Les États membres ont indiqué avoir pris des mesures axées sur les enfants pour améliorer l’identification et les procédures d’orientation des victimes de la traite des êtres humains. Ils ont ainsi, entre autres, adopté des documents d’orientation, mis en place des institutions spécialisées et des centres d’hébergement, et modifié les lois sur la tutelle pour les enfants privés de protection parentale 48 .

Parmi les mesures sexospécifiques figuraient l’adoption d’instruments stratégiques fournissant des informations au personnel de santé pour que celui-ci puisse identifier les femmes et les filles victimes de la traite à des fins d’exploitation sexuelle; l’élaboration de formations et de documents d’orientation sur la violence fondée sur le sexe (y compris l’exploitation sexuelle) à l’intention des autorités chargées de l’immigration; la mise en œuvre de procédures d’assistance visant en particulier les femmes et les enfants dans les zones d’urgence migratoire. Les États membres ont indiqué que le fait d’améliorer les connaissances et les capacités des autorités nationales et des autres parties prenantes intervenant dans le processus d’identification, ainsi que le fait d’améliorer les procédures d’orientation, avaient permis de mieux identifier les victimes, et, partant, d’identifier un plus grand nombre d’entre elles. Toutefois, pour les enfants demandant une protection internationale, la participation des services de protection de l’enfance aux mécanismes d’orientation demeure actuellement limitée et doit être renforcée.
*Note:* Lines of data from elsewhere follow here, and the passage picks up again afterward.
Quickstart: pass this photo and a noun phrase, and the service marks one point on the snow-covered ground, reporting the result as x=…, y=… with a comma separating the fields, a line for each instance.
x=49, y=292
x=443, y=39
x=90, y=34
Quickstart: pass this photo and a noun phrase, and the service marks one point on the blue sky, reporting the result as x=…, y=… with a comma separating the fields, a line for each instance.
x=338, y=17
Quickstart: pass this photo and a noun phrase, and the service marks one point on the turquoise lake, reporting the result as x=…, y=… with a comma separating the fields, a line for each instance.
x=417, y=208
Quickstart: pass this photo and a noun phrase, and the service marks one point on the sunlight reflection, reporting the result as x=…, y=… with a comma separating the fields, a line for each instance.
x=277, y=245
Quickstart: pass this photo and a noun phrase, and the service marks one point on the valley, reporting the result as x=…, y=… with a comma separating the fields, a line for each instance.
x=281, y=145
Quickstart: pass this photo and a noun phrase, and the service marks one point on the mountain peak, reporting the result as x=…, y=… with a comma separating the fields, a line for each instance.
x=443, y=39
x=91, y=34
Les États membres ont également souligné qu’il était utile de bien définir les processus mis en place, d’établir clairement les rôles et de disposer de données ventilées par sexe et par âge pour mesurer l’ampleur du phénomène et cerner les besoins à satisfaire. Les organisations de la société civile ont déploré leur exclusion du processus d’identification officiel dans certains États membres de l’Union. Elles ont également mis en lumière le manque de cohérence dans l’application des délais de rétablissement et de réflexion au sein des États membres, l’absence d’intervention juridique précoce et le manque de formation des professionnels participant au processus d’identification – autant de facteurs capables de nuire à l’identification formelle des victimes. L’application de la clause de non-poursuite, selon laquelle les victimes ne devraient pas être sanctionnées pour des infractions qu’elles ont été contraintes de commettre, et l’accès des victimes à une indemnisation sont deux sujets qui restent à traiter.

3.3Actions générales

En tant que phénomène complexe, la traite des êtres humains a été, comme par le passé, systématiquement abordée à tous les niveaux des principaux domaines d’action pertinents de l’Union, tels que la sécurité, la migration, la justice, l’égalité entre les femmes et les hommes, la lutte contre la discrimination, les droits fondamentaux, la protection de l’enfance, l’emploi, l’agriculture et la pêche, le développement, la recherche et l’aide humanitaire 49 .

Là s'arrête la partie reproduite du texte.